ANOTHER GUN ACCESSORY MANUFACTURER LEAVES COLORADO
A company that makes gun sights and other firearms accessories says it’s pulling its core operations from Colorado following recent gun control measures and setting up shop in Laramie. HiViz Shooting Systems, based in Fort Collins, manufactures sights, recoil pads and other shooting accessories. The company’s management has been open about its dissatisfaction with recent Colorado gun control legislation. Wyoming Governor Matt Mead announced he welcomes HiViz to Wyoming. The governor’s office says the company intends to set up operations in Laramie with 14 employees with more to come later this year. Mead’s office has been courting firearms companies to relocate to Wyoming.
In high school sports:
In girls soccer:
Moffat County beat Grand Junction Central (1-0).

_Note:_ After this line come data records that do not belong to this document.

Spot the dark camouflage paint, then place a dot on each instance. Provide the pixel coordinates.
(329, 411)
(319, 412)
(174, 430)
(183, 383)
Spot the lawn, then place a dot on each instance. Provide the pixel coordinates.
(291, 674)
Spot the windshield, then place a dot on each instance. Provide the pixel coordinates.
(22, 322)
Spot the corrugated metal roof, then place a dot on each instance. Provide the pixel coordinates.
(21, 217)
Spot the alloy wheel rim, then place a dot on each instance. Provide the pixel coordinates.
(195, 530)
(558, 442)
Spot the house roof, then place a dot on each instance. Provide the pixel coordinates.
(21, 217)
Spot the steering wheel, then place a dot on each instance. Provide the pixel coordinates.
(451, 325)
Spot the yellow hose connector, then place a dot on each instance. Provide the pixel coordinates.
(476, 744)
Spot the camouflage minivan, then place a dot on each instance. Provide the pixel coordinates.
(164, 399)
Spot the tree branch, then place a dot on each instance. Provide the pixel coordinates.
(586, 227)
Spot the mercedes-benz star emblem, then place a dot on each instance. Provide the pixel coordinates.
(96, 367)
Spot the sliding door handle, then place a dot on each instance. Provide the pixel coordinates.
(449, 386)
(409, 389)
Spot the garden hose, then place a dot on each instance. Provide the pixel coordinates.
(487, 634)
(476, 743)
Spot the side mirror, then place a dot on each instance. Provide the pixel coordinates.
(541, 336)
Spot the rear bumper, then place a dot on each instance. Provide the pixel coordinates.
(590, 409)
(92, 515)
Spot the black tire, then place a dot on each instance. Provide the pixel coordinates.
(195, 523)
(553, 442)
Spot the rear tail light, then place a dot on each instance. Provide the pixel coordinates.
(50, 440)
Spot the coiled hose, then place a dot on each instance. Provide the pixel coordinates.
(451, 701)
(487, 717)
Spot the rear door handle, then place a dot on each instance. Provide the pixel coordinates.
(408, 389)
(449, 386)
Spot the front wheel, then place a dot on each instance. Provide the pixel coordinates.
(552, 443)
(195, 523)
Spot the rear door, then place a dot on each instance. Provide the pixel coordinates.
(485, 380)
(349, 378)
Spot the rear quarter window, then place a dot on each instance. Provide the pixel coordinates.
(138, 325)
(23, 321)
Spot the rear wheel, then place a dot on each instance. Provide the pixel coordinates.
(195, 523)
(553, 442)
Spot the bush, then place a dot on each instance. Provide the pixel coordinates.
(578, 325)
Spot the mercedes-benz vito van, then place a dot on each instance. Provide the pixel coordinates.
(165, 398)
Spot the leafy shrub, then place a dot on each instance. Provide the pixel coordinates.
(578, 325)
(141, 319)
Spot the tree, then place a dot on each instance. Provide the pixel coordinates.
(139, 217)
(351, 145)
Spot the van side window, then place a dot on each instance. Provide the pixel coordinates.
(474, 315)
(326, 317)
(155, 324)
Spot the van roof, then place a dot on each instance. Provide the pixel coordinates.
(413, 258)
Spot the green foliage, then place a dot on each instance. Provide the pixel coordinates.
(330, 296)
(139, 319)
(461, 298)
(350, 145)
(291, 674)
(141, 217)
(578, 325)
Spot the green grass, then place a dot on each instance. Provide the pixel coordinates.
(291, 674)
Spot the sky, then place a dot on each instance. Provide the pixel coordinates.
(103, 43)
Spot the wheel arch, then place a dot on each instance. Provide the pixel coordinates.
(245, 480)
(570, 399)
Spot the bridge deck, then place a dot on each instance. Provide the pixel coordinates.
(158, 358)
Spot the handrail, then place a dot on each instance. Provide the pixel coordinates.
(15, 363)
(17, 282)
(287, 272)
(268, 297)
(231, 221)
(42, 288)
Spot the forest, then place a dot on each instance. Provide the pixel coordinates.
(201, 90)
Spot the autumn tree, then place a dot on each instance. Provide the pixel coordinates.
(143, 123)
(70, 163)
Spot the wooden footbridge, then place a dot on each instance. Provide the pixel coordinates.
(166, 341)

Steamboat goes to Summit for a double header. The first game starts at 10.
Moffat County goes to Roaring Fork for a double header, with the first game starting at 11.
In boys lacrosse:
Steamboat is home against Grand Junction at 11.
In girls lacrosse:
Steamboat hosts Durango at 10.
Hayden, Rangely, Steamboat, Soroco and Meeker go to Battle Mountain at 9.
Little Snake River Valley runs at the Shane Brock Invite in Lander at 9.